Faits
Dans la nuit du 11 au 12 août 2023, un bateau pneumatique d'environ sept mètres, surchargé et renforcé par une planche de bois, a été mis à l'eau vers 02h00 sur une plage du littoral nord, à proximité de Calais. En haute mer, vers 04h00, une avarie moteur et la déchirure d'un boudin ont provoqué le basculement de l'embarcation et l'éjection de plusieurs passagers, qui ne portaient pas de gilets de sauvetage.
Selon l'enquête, soixante-cinq personnes se trouvaient à bord. Six corps ont été repêchés dans les jours qui ont suivi et un septième corps a été retrouvé ultérieurement sur une plage aux Pays-Bas. Les autres personnes ont été secourues par les services maritimes français et britanniques, au nombre de cinquante-huit selon les comptes rendus.
Enquête et poursuites
À l'issue de l'instruction, des magistrats ont renvoyé devant le tribunal correctionnel de Paris neuf hommes, âgés de 23 à 45 ans, ainsi qu'un dixième prévenu, mineur au moment des faits, renvoyé devant une juridiction pour mineurs. Les personnes mises en examen sont de nationalités variées, notamment irakienne, afghane et soudanaise.
Les chefs de mise en examen comprennent homicide involontaire, mise en danger d'autrui, aide à l'entrée, à la circulation ou au séjour irréguliers et association de malfaiteurs. Deux des prévenus font l'objet de mandats d'arrêt.
Organisation du réseau
L'instruction décrit un réseau organisé opérant sur des territoires français et allemands.

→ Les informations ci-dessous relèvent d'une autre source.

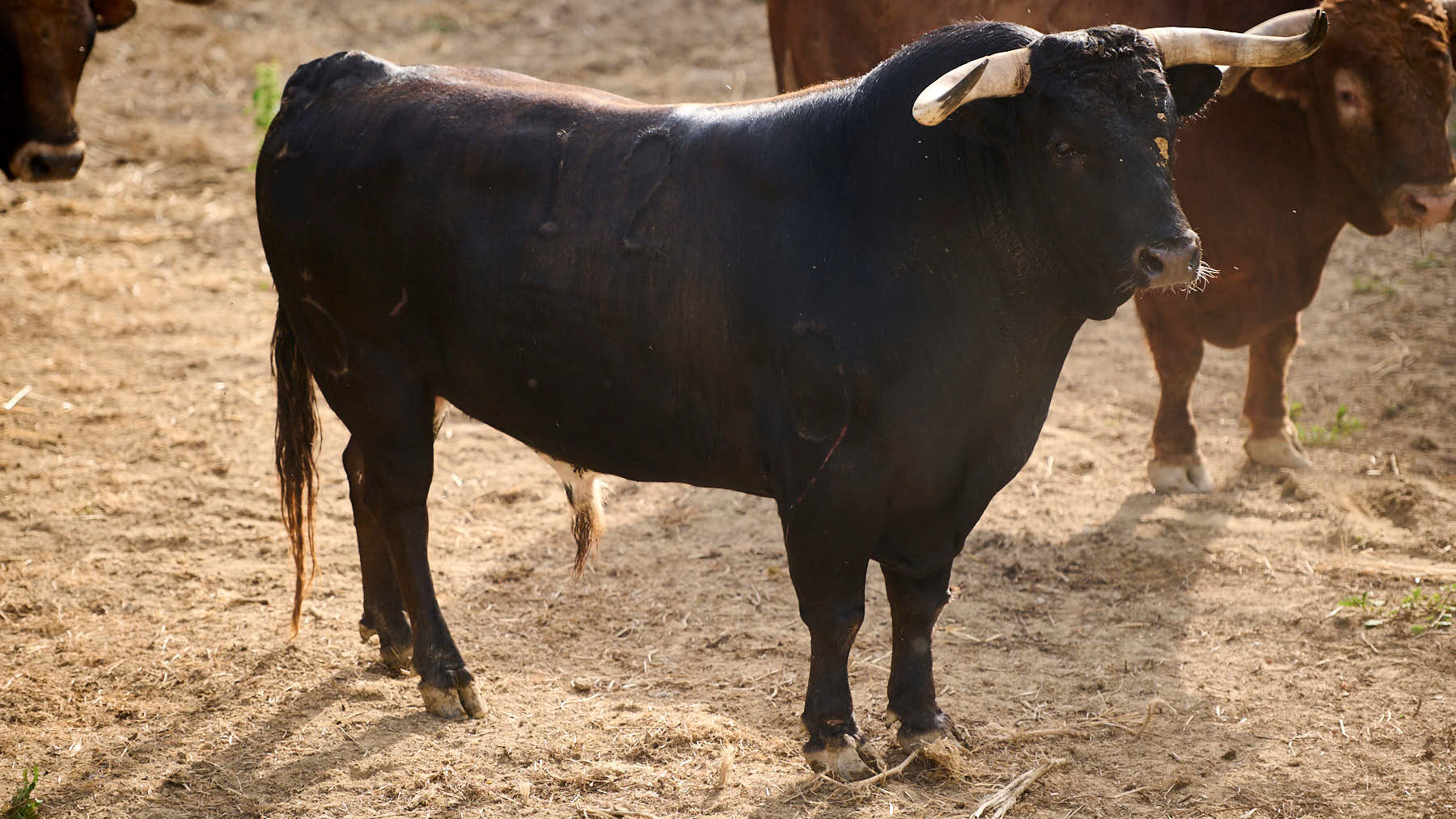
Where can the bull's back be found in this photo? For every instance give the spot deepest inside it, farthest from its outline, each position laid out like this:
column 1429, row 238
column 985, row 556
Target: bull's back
column 514, row 240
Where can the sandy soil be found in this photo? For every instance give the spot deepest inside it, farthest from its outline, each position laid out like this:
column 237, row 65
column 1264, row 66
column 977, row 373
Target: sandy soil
column 145, row 588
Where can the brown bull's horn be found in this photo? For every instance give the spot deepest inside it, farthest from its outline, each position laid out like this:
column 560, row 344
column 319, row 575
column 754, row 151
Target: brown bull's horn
column 1290, row 23
column 999, row 74
column 1008, row 73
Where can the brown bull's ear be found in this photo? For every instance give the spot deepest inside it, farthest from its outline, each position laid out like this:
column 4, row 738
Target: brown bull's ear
column 1290, row 83
column 111, row 14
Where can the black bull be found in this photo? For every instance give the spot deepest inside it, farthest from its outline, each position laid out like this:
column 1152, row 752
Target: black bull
column 811, row 298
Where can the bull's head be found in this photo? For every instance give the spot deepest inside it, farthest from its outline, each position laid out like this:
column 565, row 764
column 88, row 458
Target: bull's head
column 1376, row 99
column 1092, row 124
column 44, row 45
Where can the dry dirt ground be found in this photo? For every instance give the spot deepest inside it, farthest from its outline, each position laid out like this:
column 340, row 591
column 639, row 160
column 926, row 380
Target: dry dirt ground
column 143, row 580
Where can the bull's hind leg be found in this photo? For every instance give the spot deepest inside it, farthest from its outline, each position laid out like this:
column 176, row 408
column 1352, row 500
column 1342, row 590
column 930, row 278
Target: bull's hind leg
column 827, row 562
column 383, row 607
column 915, row 604
column 391, row 415
column 1273, row 438
column 1177, row 349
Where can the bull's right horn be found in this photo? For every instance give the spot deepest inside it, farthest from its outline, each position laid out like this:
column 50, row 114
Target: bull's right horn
column 999, row 74
column 1288, row 23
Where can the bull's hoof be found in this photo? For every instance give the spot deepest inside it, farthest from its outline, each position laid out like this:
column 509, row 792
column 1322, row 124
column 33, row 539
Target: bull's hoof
column 1277, row 451
column 917, row 733
column 837, row 757
column 456, row 702
column 1181, row 475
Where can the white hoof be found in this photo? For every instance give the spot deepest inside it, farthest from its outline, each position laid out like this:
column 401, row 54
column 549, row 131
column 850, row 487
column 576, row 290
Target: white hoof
column 1174, row 478
column 1277, row 451
column 839, row 760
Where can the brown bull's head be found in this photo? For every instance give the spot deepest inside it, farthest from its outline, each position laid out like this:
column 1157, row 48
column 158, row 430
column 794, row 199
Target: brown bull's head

Selon l'ordonnance de renvoi, le réseau se composait d'une branche logistique disposant d'une base arrière en Allemagne et d'une branche chargée du recrutement des candidats au passage, identifiée comme d'origine afghane.
Les juges relèvent l'usage de réseaux sociaux, familiaux et claniques, ainsi que des actes de violence et de menaces visant à assurer la pérennité de l'activité. D'après les auditions de rescapés, le coût du passage vers le Royaume-Uni était évalué entre 1 300 et 1 500 euros par personne.
Mise en cause d'un rescapé
Parmi les personnes renvoyées figurent deux Soudanais désignés par des rescapés comme ayant assuré la conduite de l'embarcation. L'un d'entre eux, identifié dans l'instruction, conteste avoir tenu ce rôle. Il est mis en examen notamment pour homicide involontaire et mise en danger d'autrui.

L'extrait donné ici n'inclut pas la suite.